Now, I have not been able to find exactly which on the many Colorado laws pertaining to pedestrians the four were cited for violating, but I would wager all of Little Jeffy's paycheck that it was one of the following two from the Colorado State Statues:
42-4-803 (1) Every pedestrian crossing a roadway at any point other than within a marked crosswalk or within an unmarked crosswalk at an intersection shall yield the right-of-way to all vehicles upon the roadway.
42-4-803 (3) Between adjacent intersections at which traffic control signals are in operation, pedestrians shall not cross at any place except a marked crosswalk.
For those of you who do not speak legalese, please allow me to translate for you. 1.) If you aren't in a crosswalk or at a corner the car doesn't have to stop for you. 2.) If you are in the middle of the block and there is a stoplight at either end of the block, walk to the end of the block to cross the street you lazy sack of crap. Being that this was the downtown area of a major American city, I am thinking that it was the second of these two laws that our group were violating. But let's get real here people. There were a lot of extenuating circumstances that were in play in this situation. First of all, it was a snowstorm, actually it has been described as a blizzard. And I don't know if you've ever lived through a true, bona fide blizzard, but for the most part all traffic rules get thrown out of the window during a blizzard. You turn where you want to, you can drive down the middle of the street, what have you. Pretty much the only two rules are to not get stuck and to not hit anything. And for pedestrians the same is true. When nature turns your city into a reasonable facsimile of the North Slope of Alaska, you don't worry about walking to the end of the block to cross the street. You go wherever the snow is the shallowest. And it is definitely okay as a pedestrian in a blizzard to make a bee-line from Point A to Point B, especially if you are an elderly lady getting off the bus. Secondly, if the roads were covered with snow how can one be expected to see the crosswalk anyway? Crosswalks are usually painted in white on the pavement, and snow is white. Plus, it lies on everything like a blanket. Third, Moffett pushed the other people out of the way and spared them the same fate as himself, which is noble and affords him a little wiggle room when it comes to Colorado Statute 42-4-803 (3), don't you think?
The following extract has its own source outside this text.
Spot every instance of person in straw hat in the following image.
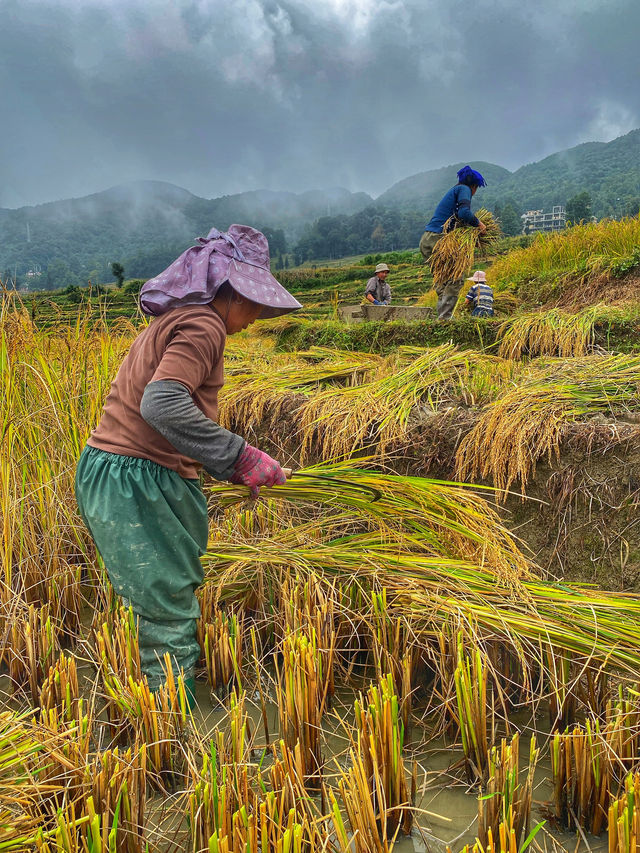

I do too. And so did the CSP once they thought about it. The point here is not that everyone involved broke the law. The point is that sometimes you have to look past that. This world is not black and white, there are an unlimited amount of shades of gray, and no rule could ever govern every situation. That's why people are blessed with a brain and a sense of reason (or at least should be), so they can look at the way things are and make a sensible decision. The decision to issue the citations to Jim Moffett, the two old ladies, and the other Good Samaritan was not a sensible decision, even though it was a technically legal one. Sometimes one can bend a rule, or allow a rule to be bent if you are on the enforcement end, in a way that hurts no one and is acceptable. I am not saying that we should do this on a regular and consistent basis, but always be open to unique circumstances and alternate interpretations. It makes life a lot easier and more fluid. Way to go Colorado State Patrol, I am glad you agree with me.